About one in every 10 patients diagnosed with the disease has a family member with a history of melanoma. It is recommended that an individual should perform self-examination tests to observe if there are any new moles. It is crucial to do this because though it is the deadliest form of skin cancer, and if caught early, melanoma can almost always be completely cured. The longer someone waits, the more the cancer will advance to the reset of your body, eventually becoming fatal.

Melanomas resemble moles, creates new moles and produces unusual growth or a change in existing moles. There are four basic types of melanoma: superficial spreading melanoma, Lentigo Melanoma, Acral Lentiginous Melanoma and Nodular Melanoma. Out of these four, three of them begin in situ, meaning they only occupy the top layers of the skin, and the other is invasive from the start, which is a lot more dangerous. Just like other forms of cancer, melanoma comes in stages. The majority of these melanoma are black and brown, but can be seen as skin color, red, white, purple or pink. Treatment may involve surgery, radiation, medication or in some cases, chemotherapy. Annually, this disease causes about 10,131 annual deaths in the U.S.

Usually in a stable environment of homeostasis, healthy new skin cells are pushed to the surface of the skin, die and are replaced. In melanoma, these cells develop DNA damage, new cells grow out of control and a mass of cancerous cells form. Since melanoma is present in the melanocytes, which aren’t as present as the basal and squamous cells, it isn’t as common. However, this means that the cancer is deeper in the body which makes it more dangerous.

Superficial spreading melanoma is found on the chest and back for men and the legs for women.
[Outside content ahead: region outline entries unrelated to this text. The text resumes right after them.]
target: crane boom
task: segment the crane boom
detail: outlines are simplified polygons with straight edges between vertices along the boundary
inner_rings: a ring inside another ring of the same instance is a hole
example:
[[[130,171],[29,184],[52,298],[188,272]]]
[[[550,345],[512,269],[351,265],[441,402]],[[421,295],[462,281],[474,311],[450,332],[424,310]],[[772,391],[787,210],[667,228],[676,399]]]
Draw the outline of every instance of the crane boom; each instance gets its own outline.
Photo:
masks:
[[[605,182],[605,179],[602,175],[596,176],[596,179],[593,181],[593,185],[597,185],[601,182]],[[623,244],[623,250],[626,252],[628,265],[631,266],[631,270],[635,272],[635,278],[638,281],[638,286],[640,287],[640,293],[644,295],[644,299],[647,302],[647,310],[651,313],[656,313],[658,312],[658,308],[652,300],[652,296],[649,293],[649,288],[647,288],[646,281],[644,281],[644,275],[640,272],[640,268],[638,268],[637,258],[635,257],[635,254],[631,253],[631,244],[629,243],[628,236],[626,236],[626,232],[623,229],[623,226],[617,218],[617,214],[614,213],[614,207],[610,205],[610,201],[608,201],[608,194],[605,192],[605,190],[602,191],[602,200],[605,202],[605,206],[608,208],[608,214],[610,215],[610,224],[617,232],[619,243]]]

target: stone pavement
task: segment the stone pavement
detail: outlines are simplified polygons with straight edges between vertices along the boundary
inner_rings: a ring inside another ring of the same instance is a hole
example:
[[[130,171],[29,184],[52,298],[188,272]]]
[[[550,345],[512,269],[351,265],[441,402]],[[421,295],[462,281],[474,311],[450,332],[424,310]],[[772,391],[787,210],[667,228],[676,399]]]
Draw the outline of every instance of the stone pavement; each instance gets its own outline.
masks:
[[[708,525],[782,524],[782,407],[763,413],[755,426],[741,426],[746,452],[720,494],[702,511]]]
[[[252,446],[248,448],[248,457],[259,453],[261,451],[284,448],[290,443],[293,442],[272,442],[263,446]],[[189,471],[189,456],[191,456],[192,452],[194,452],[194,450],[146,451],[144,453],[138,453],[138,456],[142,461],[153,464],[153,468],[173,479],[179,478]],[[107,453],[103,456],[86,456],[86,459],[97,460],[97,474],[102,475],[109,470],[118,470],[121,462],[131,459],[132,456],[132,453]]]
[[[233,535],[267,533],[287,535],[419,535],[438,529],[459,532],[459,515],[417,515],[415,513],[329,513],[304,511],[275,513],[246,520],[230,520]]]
They usually start off growing slowly but quickly spread as they’re exposed.

Nodular melanoma is the second most common type that’s found on the head or neck. It’s the fastest growing which is why it’s one of the most important to quickly control.

Lentigo maligna melanoma is usually found in older people and is related to sun exposure. I t’s extremely slow growing and starts off looking as a stain of the skin because of the gradual pace.

Acral melanoma is the rarest type and is often found in people with black or brown skin. It isn’t thought to be related to sun exposure though and instead is found on surfaces of the body where light generally doesn’t reach. Acral Melanoma is found in the mucous membranes and starts off as lesions.

With over a multitude of aspects to the enigma that is melanoma, people are more at risk than ever before. Focusing in on this issue, my HOSA project for this year targets our age group who can't seem to stop tanning. While it is a chore, the small things like remembering to put on sunscreen and wearing a wide brim hat can be great protectors from the deadly UV rays hitting our body. Staying sun safe is the best way to gain protection from the things we may or may not be able to control.